O Planalto acha que Nardes foi além do que devia em suas afirmações, não se comportando da forma isenta, como se exige de um magistrado. Por isso, vai insistir na necessidade de seu afastamento e tentar evitar que o plenário do TCU faça a recomendação ao Congresso de rejeição das contas da presidente.

O governo sabe que esse é o pior ingrediente para recrudescer a crise política que tentou amenizar com a reforma ministerial. Sabe também que, se isso acontecer, é mais uma contribuição para as agências de classificação de risco rebaixarem a nota de investimento do Brasil. A avaliação é que, mantendo os vetos, estabiliza um pouco a situação do governo no Congresso. Com a base mapeada e mais fiel, o governo acredita que o relatório do TCU pode não encontrar apoio entre os parlamentares, o que ajuda a afastar a tese do impeachment.

Discurso.
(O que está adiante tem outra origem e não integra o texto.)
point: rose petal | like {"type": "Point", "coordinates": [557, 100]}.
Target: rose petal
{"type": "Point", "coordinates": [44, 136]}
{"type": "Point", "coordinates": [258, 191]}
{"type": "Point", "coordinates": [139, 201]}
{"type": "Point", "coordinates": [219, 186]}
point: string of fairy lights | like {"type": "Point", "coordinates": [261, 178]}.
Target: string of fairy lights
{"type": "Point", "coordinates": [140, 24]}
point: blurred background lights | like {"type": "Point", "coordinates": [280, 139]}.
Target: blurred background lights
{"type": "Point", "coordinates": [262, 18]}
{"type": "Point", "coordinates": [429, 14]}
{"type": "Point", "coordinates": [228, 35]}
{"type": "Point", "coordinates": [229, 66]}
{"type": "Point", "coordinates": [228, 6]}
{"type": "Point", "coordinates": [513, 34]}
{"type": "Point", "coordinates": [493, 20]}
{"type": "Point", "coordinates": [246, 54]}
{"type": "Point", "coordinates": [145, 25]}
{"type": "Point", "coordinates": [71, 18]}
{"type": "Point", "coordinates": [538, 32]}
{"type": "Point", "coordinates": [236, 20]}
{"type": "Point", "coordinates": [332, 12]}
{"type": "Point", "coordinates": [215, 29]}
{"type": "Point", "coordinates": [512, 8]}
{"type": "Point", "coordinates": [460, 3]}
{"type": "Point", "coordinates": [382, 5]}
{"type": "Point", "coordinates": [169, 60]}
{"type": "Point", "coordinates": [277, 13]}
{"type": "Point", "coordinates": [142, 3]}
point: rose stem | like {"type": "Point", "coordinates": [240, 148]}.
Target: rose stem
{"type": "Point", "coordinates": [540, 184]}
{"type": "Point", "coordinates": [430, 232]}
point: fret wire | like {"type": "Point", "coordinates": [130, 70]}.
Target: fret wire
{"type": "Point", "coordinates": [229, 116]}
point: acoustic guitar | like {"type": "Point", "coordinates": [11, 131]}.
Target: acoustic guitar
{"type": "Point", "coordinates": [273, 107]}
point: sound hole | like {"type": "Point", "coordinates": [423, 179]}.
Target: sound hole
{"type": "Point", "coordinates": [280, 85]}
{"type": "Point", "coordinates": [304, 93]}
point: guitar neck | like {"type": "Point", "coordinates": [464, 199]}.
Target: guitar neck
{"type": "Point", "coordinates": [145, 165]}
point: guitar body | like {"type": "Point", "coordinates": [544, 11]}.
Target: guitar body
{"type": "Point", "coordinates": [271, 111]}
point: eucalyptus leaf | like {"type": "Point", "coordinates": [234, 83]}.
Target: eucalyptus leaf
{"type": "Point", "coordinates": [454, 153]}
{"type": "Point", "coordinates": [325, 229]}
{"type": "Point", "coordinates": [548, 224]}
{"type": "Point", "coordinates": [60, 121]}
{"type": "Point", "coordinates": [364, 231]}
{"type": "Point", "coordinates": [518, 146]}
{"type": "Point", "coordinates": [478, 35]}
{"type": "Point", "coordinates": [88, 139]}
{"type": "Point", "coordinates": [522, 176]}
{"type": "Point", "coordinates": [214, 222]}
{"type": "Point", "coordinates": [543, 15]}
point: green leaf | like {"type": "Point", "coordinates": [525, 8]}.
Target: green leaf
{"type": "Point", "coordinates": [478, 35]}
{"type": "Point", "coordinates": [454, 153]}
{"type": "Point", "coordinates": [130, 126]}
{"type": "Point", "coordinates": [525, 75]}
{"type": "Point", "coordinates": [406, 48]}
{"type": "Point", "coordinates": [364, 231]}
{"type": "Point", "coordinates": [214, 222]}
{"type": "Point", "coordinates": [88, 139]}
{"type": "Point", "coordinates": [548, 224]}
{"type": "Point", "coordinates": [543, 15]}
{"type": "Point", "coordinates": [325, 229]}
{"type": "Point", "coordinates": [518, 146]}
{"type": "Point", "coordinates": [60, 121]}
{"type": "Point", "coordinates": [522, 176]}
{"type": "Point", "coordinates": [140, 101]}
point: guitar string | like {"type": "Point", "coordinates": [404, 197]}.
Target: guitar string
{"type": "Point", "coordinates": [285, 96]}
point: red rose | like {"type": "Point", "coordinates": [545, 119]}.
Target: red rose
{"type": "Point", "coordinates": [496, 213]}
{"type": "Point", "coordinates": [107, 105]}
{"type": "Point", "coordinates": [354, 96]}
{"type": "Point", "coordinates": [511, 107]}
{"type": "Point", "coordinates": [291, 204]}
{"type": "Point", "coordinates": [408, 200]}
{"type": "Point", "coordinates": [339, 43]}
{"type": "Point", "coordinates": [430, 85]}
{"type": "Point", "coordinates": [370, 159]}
Mais cedo, no momento em que os governistas no Congresso tentavam obter quórum para abrir a sessão que colocaria em votação os vetos presidenciais, Dilma fez um apelo aos parlamentares, pedindo que as lideranças coloquem os interesses do País acima de tudo. "Para mim, um país do tamanho do Brasil, para ser democrático, tem que exercer a democracia e a capacidade de articular. Este país tem que perceber em suas lideranças quando os interesses do país devem ser colocados acima de todos interesses", disse a presidente, no final da manhã, em cerimônia no Palácio do Buriti, quando assinou decreto que beneficia as micro e pequenas empresas.

Ainda em sua fala, a presidente afirmou que é preciso passar rápido por este momento de travessia, se referindo às dificuldades econômicas que estão sendo enfrentadas pelo País. "Estamos atravessando momento em que quanto mais rápido fizermos a travessia, melhor para o Brasil, uma das pontes é simplificar e buscar trabalhar unidos pelo interesse do País", declarou.

Seca. Apesar do revés, Dilma tenta agora à tarde retomar os assuntos de governo e está comandando uma reunião sobre formas de combater a seca no País. Ao mesmo tempo, seu braço político, continua atuando para garantir os votos da bancada governista. Todos os ministros estão instruídos a trabalhar não só para garantir que naja ocorra a derrubada dos vetos, que podem levar a um rombo de mais de R$ 60 bilhões, como também para neutralizar a influência política do relatório do TCU sobre os parlamentares.